Optimal timing of flowering is of central importance to plant fitness, in both ecological and agricultural contexts. Plants integrate a variety of cues to determine the right time to flower; for many species, this includes an obligate requirement for the long period of cold experienced over winter (vernalization). In the face of an increasingly warm and variable climate, clarifying the mechanism of cold signal integration in determining flowering is of high importance.

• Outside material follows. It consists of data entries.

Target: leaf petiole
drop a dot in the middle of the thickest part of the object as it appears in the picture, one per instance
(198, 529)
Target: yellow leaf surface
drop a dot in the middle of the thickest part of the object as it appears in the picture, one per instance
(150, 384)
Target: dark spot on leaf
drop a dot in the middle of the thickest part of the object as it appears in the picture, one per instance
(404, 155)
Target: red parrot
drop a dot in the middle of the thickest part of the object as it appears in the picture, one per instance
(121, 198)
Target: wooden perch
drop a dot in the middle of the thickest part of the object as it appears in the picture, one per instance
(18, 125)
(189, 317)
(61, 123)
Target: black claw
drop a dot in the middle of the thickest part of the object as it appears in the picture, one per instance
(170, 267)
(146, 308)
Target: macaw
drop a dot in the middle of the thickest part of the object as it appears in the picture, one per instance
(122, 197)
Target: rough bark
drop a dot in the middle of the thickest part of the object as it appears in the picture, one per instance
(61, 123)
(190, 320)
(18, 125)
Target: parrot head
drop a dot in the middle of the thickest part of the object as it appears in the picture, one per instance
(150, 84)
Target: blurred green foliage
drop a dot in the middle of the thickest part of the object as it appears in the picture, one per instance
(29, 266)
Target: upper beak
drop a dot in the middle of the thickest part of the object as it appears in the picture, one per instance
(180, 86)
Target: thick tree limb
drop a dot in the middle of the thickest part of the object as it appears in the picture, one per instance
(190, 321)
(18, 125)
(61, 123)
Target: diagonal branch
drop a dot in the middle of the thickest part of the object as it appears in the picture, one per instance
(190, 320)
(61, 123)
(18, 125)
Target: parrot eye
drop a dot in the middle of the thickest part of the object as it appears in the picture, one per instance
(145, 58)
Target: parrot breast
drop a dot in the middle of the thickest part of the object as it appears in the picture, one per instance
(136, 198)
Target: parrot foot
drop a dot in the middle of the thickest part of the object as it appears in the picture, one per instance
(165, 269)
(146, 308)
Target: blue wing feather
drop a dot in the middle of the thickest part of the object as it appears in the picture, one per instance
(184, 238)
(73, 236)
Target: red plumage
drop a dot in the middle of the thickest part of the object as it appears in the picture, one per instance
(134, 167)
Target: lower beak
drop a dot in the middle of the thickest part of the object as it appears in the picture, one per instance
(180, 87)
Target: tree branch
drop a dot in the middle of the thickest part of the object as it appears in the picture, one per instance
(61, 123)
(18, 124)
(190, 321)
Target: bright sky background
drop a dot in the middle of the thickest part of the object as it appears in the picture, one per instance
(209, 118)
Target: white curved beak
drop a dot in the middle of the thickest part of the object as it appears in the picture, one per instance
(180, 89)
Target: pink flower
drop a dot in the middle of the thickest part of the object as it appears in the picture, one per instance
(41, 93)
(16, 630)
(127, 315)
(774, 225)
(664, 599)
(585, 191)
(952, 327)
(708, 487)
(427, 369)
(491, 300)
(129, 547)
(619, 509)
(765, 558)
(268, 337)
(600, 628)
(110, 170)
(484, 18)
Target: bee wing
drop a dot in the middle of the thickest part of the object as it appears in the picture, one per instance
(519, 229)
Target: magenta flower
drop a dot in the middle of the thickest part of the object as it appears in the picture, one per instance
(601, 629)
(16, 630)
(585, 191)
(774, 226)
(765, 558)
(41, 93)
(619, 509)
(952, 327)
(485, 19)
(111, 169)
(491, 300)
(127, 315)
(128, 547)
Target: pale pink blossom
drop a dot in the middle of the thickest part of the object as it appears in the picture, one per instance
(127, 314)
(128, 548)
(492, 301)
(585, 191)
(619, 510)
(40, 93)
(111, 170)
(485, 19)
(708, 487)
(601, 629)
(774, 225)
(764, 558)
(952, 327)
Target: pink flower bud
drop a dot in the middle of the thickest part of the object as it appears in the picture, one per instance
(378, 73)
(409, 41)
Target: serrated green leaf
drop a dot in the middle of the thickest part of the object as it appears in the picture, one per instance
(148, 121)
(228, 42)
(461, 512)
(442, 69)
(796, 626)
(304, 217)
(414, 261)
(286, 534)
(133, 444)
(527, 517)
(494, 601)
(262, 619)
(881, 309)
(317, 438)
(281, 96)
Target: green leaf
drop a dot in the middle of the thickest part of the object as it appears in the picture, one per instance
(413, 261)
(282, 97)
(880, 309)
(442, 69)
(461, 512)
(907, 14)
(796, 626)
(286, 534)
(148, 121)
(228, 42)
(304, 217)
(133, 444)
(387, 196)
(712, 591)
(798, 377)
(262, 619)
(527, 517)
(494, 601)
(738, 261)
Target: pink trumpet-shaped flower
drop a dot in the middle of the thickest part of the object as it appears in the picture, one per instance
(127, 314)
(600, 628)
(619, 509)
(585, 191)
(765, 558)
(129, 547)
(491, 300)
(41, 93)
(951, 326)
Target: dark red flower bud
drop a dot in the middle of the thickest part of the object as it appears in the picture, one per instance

In the model plant Arabidopsis thaliana, the integration of cold as a flowering signal is controlled by the flowering repressor gene FLOWERING LOCUS C (FLC). During winter, prolonged cold quantitatively down-regulates FLC expression across the whole plant, acting via an “ON/OFF” epigenetic switch at the level of the single cell. A long non-coding RNA, COOLAIR, is transcribed antisense to FLC and plays a key role in this switching mechanism. Plants in which COOLAIR transcription has been blocked show slower silencing of FLC in the cold and altered epigenetic switching dynamics. Like many non-coding RNAs in other systems, COOLAIR RNA can form folded secondary structures in in vitro systems that seem to be conserved across related species. This folding may be functionally important to the silencing of FLC in winter, perhaps by recruiting proteins known to be involved in the epigenetic switch.
Here, plants with slightly altered COOLAIR sequences were produced with the intention of disrupting their folded structures. Some of the alterations generated plants with late flowering and atypical patterns of FLC silencing in cold, suggesting a functional role for the folded structure. In parallel, ongoing work in the Dean lab and collaborators, methods were developed for determining the folded structures of COOLAIR in planta, and for identifying proteins that associate with the RNA during vernalization.